2.1 Creating a Subset
from torch.utils.data import Subset
# Create a Subset using a list of indices
subset = Subset(dataset, indices)
2.2 Using a Filter Function
You can define a filter function to select elements based on specific criteria:
def filter_function(idx):
# Return True for indices to include, False otherwise
return dataset.data[idx] % 2 == 0
subset = Subset(dataset, indices=range(len(dataset)), filter=filter_function)
3. Custom Subset Class
For maximum control, create a custom subclass of Dataset
:
class MySubset(Dataset):
def __init__(self, dataset, indices):
self.dataset = dataset
self.indices = indices
def __len__(self):
return len(self.indices)
def __getitem__(self, idx):
return self.dataset[self.indices[idx]]
subset = MySubset(dataset, indices)
4. Stratified Sampling
For balanced subsets, consider stratified sampling. This technique ensures that the distribution of classes in the subset matches the original dataset:
4.1 Using a Library
Several libraries, such as scikit-learn, provide functions for stratified sampling.
from sklearn.model_selection import StratifiedShuffleSplit
splitter = StratifiedShuffleSplit(n_splits=1, test_size=0.2, random_state=42)
for train_index, val_index in splitter.split(dataset.data, dataset.labels):
train_subset = Subset(dataset, train_index)
val_subset = Subset(dataset, val_index)
4.2 Manual Stratification
You can manually implement stratified sampling:
import numpy as np
# Assuming labels are available as 'dataset.labels'
classes, counts = np.unique(dataset.labels, return_counts=True)

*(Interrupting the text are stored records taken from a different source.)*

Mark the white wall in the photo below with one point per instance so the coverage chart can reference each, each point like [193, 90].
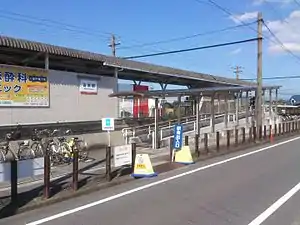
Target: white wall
[66, 102]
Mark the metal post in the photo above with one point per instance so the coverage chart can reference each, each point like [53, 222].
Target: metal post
[236, 137]
[186, 140]
[47, 175]
[212, 102]
[75, 168]
[228, 138]
[206, 142]
[197, 115]
[47, 61]
[247, 108]
[179, 110]
[218, 140]
[279, 129]
[156, 133]
[259, 72]
[243, 134]
[197, 144]
[260, 133]
[254, 133]
[171, 149]
[237, 109]
[108, 163]
[133, 155]
[14, 181]
[270, 106]
[276, 103]
[226, 110]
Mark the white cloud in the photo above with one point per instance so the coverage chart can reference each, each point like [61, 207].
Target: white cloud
[259, 2]
[236, 51]
[244, 17]
[287, 32]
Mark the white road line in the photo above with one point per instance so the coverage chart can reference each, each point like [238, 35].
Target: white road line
[102, 201]
[276, 205]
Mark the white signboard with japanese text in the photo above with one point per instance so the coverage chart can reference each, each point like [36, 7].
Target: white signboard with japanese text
[23, 86]
[108, 124]
[122, 155]
[88, 86]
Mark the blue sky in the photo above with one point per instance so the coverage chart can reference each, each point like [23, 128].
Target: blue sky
[136, 22]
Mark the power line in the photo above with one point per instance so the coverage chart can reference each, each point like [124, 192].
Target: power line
[280, 42]
[276, 11]
[296, 2]
[186, 37]
[192, 49]
[237, 70]
[52, 23]
[275, 78]
[38, 21]
[242, 22]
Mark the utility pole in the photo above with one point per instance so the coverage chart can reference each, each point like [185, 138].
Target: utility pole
[113, 45]
[237, 70]
[259, 72]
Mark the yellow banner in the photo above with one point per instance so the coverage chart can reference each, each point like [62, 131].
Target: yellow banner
[23, 86]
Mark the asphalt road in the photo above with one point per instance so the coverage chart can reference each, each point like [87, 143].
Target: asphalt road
[235, 189]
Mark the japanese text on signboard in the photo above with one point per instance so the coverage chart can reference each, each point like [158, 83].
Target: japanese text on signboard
[23, 86]
[177, 137]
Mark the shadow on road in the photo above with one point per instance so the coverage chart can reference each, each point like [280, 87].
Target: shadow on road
[10, 208]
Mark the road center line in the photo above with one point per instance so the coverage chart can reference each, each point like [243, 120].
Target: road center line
[276, 205]
[122, 194]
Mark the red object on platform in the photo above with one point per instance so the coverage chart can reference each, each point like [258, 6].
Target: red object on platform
[140, 106]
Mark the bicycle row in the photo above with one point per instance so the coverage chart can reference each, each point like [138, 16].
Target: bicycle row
[57, 143]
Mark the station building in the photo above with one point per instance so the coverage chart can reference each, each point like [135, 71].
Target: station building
[42, 83]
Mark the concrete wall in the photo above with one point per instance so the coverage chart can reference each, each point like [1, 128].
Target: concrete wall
[66, 102]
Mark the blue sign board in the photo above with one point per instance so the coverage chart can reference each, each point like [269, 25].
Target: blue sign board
[178, 130]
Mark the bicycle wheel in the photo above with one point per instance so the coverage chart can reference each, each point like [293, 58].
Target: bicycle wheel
[83, 151]
[25, 152]
[37, 148]
[2, 155]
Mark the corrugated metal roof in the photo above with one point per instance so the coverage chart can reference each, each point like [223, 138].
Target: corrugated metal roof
[185, 92]
[116, 62]
[51, 49]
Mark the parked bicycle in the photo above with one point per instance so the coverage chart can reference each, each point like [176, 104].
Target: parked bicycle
[5, 148]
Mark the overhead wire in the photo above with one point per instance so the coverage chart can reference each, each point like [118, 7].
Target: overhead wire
[57, 24]
[280, 42]
[186, 37]
[42, 21]
[223, 9]
[297, 2]
[275, 78]
[192, 49]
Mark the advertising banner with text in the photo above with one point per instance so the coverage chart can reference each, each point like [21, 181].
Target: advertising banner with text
[23, 87]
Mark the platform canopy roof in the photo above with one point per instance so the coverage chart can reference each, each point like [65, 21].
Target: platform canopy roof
[189, 92]
[30, 53]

# Calculate proportions of each class
proportions = counts / len(dataset)
# Create subsets
subsets = []
for cls in classes:
indices = np.where(dataset.labels == cls)[0]
num_samples = int(proportions[cls] * len(dataset))
subset_indices = np.random.choice(indices, size=num_samples, replace=False)
subsets.append(subset_indices)
# Concatenate subsets
all_indices = np.concatenate(subsets)
subset = Subset(dataset, all_indices)
5. Best Practices
- Use
torch.utils.data.Subset
when possible for simple selections. - Consider custom subsets for more complex scenarios.
- Prioritize stratified sampling for balanced and representative subsets.
Conclusion
This article has covered various ways to create subsets of PyTorch datasets, empowering you to work with specific portions of your data for diverse tasks. Choose the approach that best suits your needs and ensure your data is used effectively.